Vu la procédure suivante :
Procédure contentieuse antérieure :
La SARL BPS NETTOYAGE INDUSTRIEL a demandé au Tribunal administratif de Versailles d'annuler la décision du 22 octobre 2013 par laquelle le directeur général de l'Office français de l'immigration et de l'intégration (OFII) lui a appliqué la contribution spéciale pour l'emploi de travailleurs étrangers en situation irrégulière, pour un montant de 83 760 euros, et la contribution forfaitaire représentative de frais de réacheminement de l'étranger dans son pays d'origine, pour un montant de 31 349 euros, ensemble la décision expresse en date du
9 décembre 2013 par laquelle le directeur de l'OFII a rejeté son recours gracieux dirigé contre la décision du 22 octobre 2013.
Par un jugement n° 1400519 du 11 juin 2015, le Tribunal administratif de Versailles a prononcé un non lieu à statuer sur les conclusions de la demande en tant qu'elles se rapportaient à l'emploi de M. E...A...et a rejeté le surplus de la demande.

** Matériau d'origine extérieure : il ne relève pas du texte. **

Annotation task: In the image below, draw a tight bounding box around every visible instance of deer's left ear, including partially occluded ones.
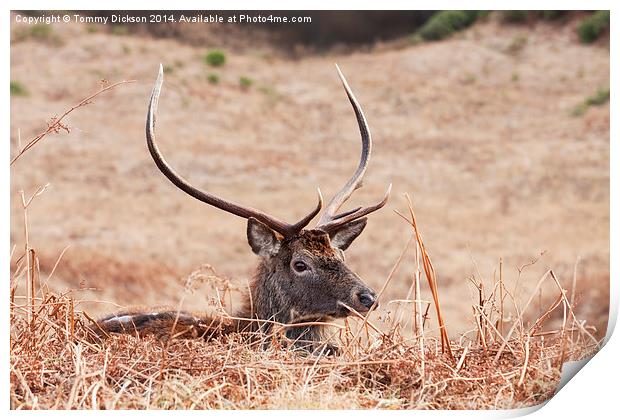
[329,217,368,251]
[248,217,280,257]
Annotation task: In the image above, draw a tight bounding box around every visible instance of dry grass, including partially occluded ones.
[10,15,609,409]
[10,190,599,409]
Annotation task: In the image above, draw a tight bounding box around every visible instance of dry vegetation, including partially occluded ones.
[10,11,609,409]
[11,191,599,409]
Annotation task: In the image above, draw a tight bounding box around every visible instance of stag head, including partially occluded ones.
[146,65,391,323]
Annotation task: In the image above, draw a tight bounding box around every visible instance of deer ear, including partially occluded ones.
[248,217,280,257]
[329,217,368,251]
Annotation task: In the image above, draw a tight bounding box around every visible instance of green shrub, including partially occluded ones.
[502,10,530,23]
[205,50,226,67]
[537,10,567,20]
[239,76,254,89]
[11,80,28,96]
[586,88,609,106]
[571,88,609,117]
[578,10,609,44]
[418,10,479,41]
[506,35,527,54]
[207,73,220,85]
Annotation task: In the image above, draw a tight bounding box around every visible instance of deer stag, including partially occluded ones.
[96,65,391,349]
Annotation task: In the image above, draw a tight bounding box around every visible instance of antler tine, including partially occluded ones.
[146,64,323,237]
[318,183,392,233]
[317,64,372,227]
[317,64,392,232]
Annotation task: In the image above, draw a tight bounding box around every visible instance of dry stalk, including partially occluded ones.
[10,80,135,166]
[396,194,455,361]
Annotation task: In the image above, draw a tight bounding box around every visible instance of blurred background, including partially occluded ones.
[10,11,610,337]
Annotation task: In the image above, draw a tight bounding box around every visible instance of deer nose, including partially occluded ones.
[357,292,376,309]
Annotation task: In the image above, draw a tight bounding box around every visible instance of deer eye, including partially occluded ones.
[293,261,308,273]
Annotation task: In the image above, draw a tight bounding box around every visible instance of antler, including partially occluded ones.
[316,65,392,232]
[146,64,323,237]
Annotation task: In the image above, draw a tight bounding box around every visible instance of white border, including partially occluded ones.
[0,0,620,420]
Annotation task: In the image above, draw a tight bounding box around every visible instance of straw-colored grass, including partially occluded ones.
[10,191,598,409]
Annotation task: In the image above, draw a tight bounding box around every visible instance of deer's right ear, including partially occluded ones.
[248,217,280,257]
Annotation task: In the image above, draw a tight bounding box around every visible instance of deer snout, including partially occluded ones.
[357,290,377,311]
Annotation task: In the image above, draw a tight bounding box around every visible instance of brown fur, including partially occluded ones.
[93,225,374,349]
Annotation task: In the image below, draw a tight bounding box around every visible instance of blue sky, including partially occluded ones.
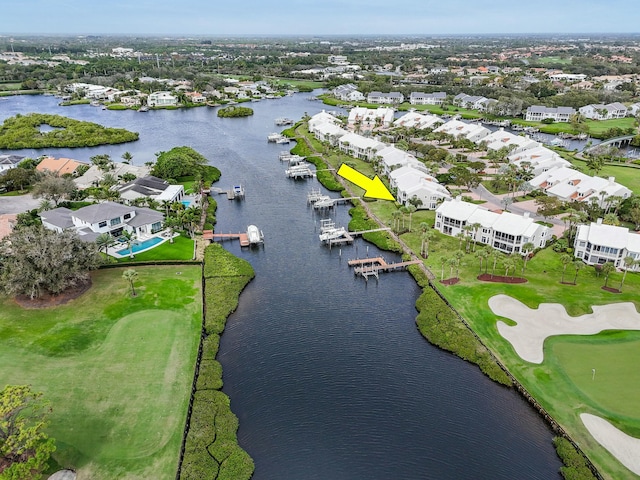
[0,0,640,35]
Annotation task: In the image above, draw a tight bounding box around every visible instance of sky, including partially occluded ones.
[0,0,640,36]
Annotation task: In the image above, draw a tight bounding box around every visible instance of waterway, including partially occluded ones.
[0,94,561,480]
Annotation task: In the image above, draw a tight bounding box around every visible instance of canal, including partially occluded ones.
[0,94,561,480]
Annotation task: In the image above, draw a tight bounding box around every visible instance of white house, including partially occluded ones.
[347,107,394,131]
[529,167,632,208]
[338,133,386,161]
[147,92,178,107]
[453,93,498,112]
[332,83,365,102]
[507,146,571,175]
[578,102,628,120]
[409,92,447,105]
[524,105,576,122]
[367,92,404,105]
[40,202,164,242]
[309,122,349,146]
[476,128,540,153]
[0,154,27,175]
[434,119,491,143]
[389,165,451,210]
[435,197,551,254]
[112,175,184,202]
[393,112,444,130]
[574,219,640,271]
[376,145,424,175]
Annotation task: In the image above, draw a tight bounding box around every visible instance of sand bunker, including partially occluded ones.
[489,295,640,363]
[580,413,640,475]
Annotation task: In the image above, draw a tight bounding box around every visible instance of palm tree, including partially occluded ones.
[440,257,449,280]
[420,230,436,258]
[618,256,638,291]
[560,253,573,283]
[95,233,116,255]
[573,260,584,285]
[601,262,616,288]
[38,198,53,212]
[476,248,491,275]
[491,250,503,277]
[122,152,133,165]
[120,230,136,258]
[520,242,536,273]
[164,217,182,243]
[405,204,418,231]
[122,268,138,297]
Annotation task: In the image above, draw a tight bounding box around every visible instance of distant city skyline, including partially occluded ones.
[0,0,640,36]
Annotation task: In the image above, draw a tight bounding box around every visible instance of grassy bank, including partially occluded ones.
[0,266,202,479]
[180,243,254,480]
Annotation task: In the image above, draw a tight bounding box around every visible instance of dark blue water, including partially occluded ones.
[0,94,560,480]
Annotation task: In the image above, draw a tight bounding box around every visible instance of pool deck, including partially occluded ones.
[107,231,180,258]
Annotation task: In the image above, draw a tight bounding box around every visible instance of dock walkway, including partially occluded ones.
[347,257,422,280]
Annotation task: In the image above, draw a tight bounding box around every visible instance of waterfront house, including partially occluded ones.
[574,218,640,271]
[332,83,365,102]
[476,127,540,154]
[40,202,164,242]
[389,164,451,210]
[435,197,551,254]
[393,111,444,130]
[147,92,178,107]
[338,133,386,162]
[409,92,447,105]
[507,146,571,176]
[367,92,404,105]
[112,175,184,203]
[434,119,491,143]
[525,105,576,122]
[36,157,87,176]
[0,154,27,175]
[578,102,628,120]
[347,107,394,132]
[529,166,632,208]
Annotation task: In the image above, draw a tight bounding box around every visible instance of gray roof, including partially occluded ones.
[0,155,27,165]
[73,202,135,224]
[40,207,73,229]
[127,208,164,227]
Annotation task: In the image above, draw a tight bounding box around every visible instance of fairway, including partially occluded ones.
[0,266,202,479]
[548,332,640,420]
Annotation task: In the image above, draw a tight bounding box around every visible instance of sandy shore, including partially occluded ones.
[489,295,640,363]
[489,295,640,475]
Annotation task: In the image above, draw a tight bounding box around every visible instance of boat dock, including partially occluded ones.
[347,257,422,280]
[321,227,391,247]
[202,230,250,247]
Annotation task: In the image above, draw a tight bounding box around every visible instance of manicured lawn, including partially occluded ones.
[117,236,194,263]
[570,158,640,195]
[0,266,202,479]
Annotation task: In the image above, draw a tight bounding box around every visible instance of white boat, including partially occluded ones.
[247,225,264,245]
[318,227,347,242]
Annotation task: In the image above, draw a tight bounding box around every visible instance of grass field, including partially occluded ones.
[0,266,202,479]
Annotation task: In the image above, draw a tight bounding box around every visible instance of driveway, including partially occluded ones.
[0,194,40,215]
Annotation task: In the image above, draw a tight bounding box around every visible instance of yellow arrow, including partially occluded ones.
[338,163,395,200]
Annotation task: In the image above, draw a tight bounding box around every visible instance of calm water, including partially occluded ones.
[0,94,560,480]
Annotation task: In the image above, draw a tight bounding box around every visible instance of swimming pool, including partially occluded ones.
[116,237,165,255]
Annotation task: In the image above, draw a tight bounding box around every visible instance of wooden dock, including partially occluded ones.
[347,257,422,280]
[202,230,250,247]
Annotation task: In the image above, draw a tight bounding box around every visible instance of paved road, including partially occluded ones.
[0,195,40,215]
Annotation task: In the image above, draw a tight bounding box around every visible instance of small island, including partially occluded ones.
[218,105,253,118]
[0,113,138,149]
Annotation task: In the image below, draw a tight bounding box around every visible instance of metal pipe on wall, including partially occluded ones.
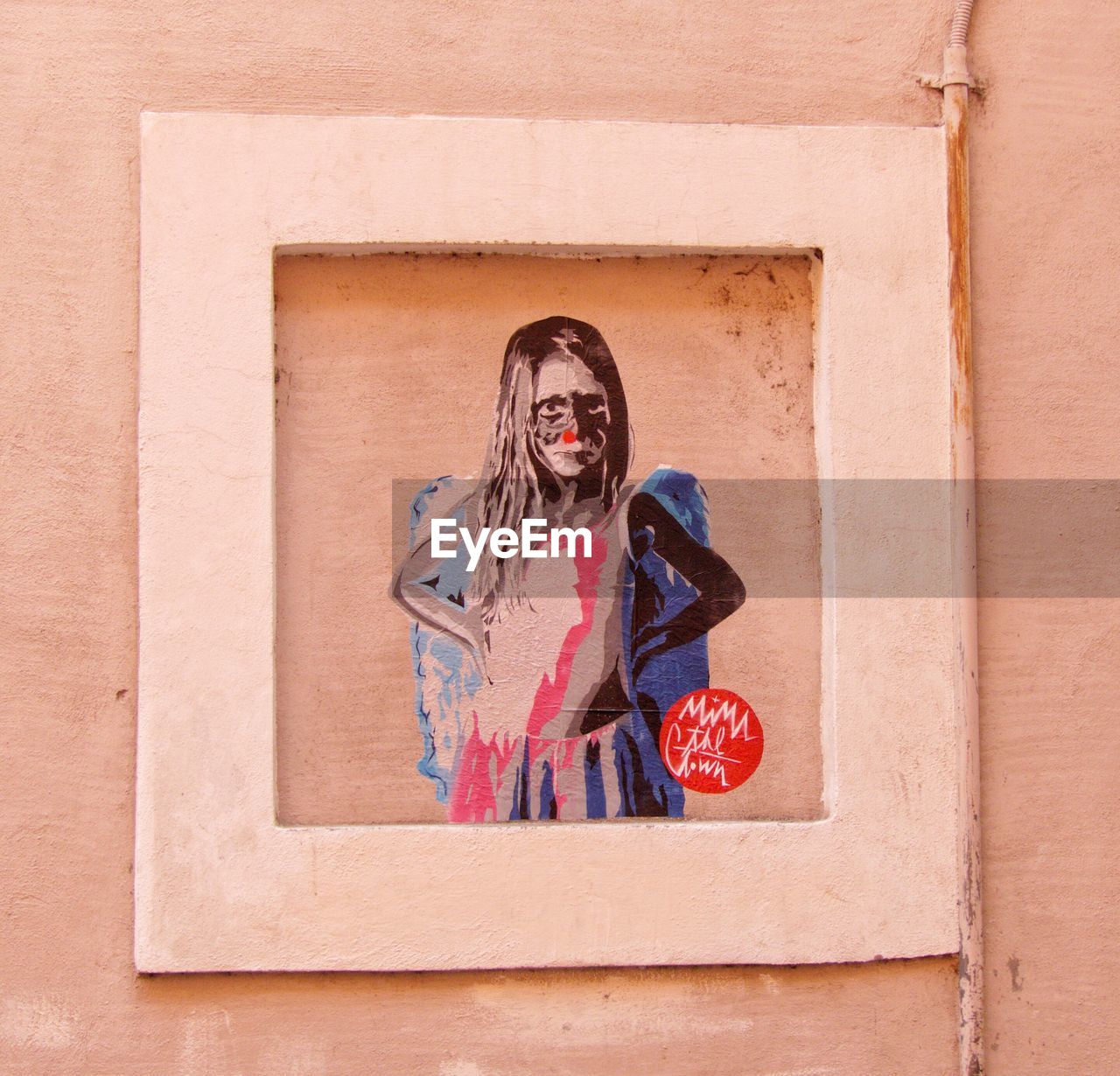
[941,0,984,1076]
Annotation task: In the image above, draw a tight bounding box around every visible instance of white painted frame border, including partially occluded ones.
[136,113,961,972]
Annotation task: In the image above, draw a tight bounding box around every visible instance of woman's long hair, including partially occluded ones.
[469,316,631,623]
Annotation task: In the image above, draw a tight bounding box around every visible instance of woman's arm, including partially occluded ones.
[392,540,486,672]
[628,493,746,680]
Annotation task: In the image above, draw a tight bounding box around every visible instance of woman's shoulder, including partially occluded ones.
[626,464,708,541]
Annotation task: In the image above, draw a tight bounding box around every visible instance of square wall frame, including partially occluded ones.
[136,113,963,972]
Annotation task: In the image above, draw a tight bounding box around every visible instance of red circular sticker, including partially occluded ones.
[661,688,763,792]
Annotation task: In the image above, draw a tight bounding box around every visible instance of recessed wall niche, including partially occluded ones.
[275,253,822,825]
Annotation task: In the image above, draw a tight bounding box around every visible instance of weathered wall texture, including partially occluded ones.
[0,0,1120,1076]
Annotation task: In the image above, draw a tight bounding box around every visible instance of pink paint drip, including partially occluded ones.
[447,535,607,821]
[525,533,607,737]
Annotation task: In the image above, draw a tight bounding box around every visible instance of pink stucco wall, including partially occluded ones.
[0,0,1120,1076]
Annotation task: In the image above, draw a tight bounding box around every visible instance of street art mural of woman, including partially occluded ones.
[393,317,744,821]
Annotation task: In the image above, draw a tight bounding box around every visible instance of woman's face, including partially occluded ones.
[533,352,611,479]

Procédure devant la Cour :
Par une requête enregistrée le 4 août 2015, la SARL BPS NETTOYAGE INDUSTRIEL, représentée par Me Formond, avocat, demande à la Cour :
1° d'annuler ce jugement ;
2° d'annuler, pour excès de pouvoir, les décisions des 22 octobre et 9 décembre 2013 du directeur général de l'Office français de l'immigration et de l'intégration ;
3° de mettre à la charge de l'Office français de l'immigration et de l'intégration le versement de la somme de 1 500 euros sur le fondement de l'article L. 761-1 du code de justice administrative.
Elle soutient que :
- le montant demandé par l'Office français de l'immigration et de l'intégration au titre de la contribution spéciale est invérifiable dans son calcul car n'est pas explicité par l'office ;
- le montant demandé par l'Office français de l'immigration et de l'intégration au titre de la contribution spéciale est erroné ;
- la décision de l'Office français de l'immigration et de l'intégration est entachée d'une erreur de fait ainsi que l'a reconnu l'office devant le Tribunal administratif de Versailles dès lors que M. A...se trouvait bien en situation régulière au moment du contrôle ; que l'office a finalement annulé le montant de la contribution spéciale et de la contribution forfaitaire concernant M. A...sans, encore une fois, que le calcul fait puisse être justifié ;
- s'agissant de M. D...(alias M.B...) et MmeC..., ceux-ci avaient remis, lors de leur embauche, une carte d'identité française ; que s'agissant des ressortissants français, aucune vérification spécifique n'est imposée aux employeurs préalablement à l'embauche ; que si le Tribunal administratif de Versailles a considéré qu'il était de sa responsabilité d'exiger les titres d'identité originaux lors de l'embauche, une telle obligation ne repose sur aucun fondement juridique ; qu'il ne saurait lui être reproché aucun manquement alors qu'elle a été trompée par les utilisateurs de ces documents ;
- s'agissant du calcul de la contribution forfaitaire, la décision attaquée ne permet pas de connaître le barème qui a été appliqué à chacun des douze salariés afin de parvenir à la somme qui lui est demandée ; que la nationalité des salariés n'est pas mentionnée, de sorte que l'on ignore la zone géographique de réacheminement du salarié retenue par l'office pour effectuer ses calculs ;
- le jugement n'a pas répondu au grief tiré de l'insuffisante motivation de la décision attaquée sur ce point.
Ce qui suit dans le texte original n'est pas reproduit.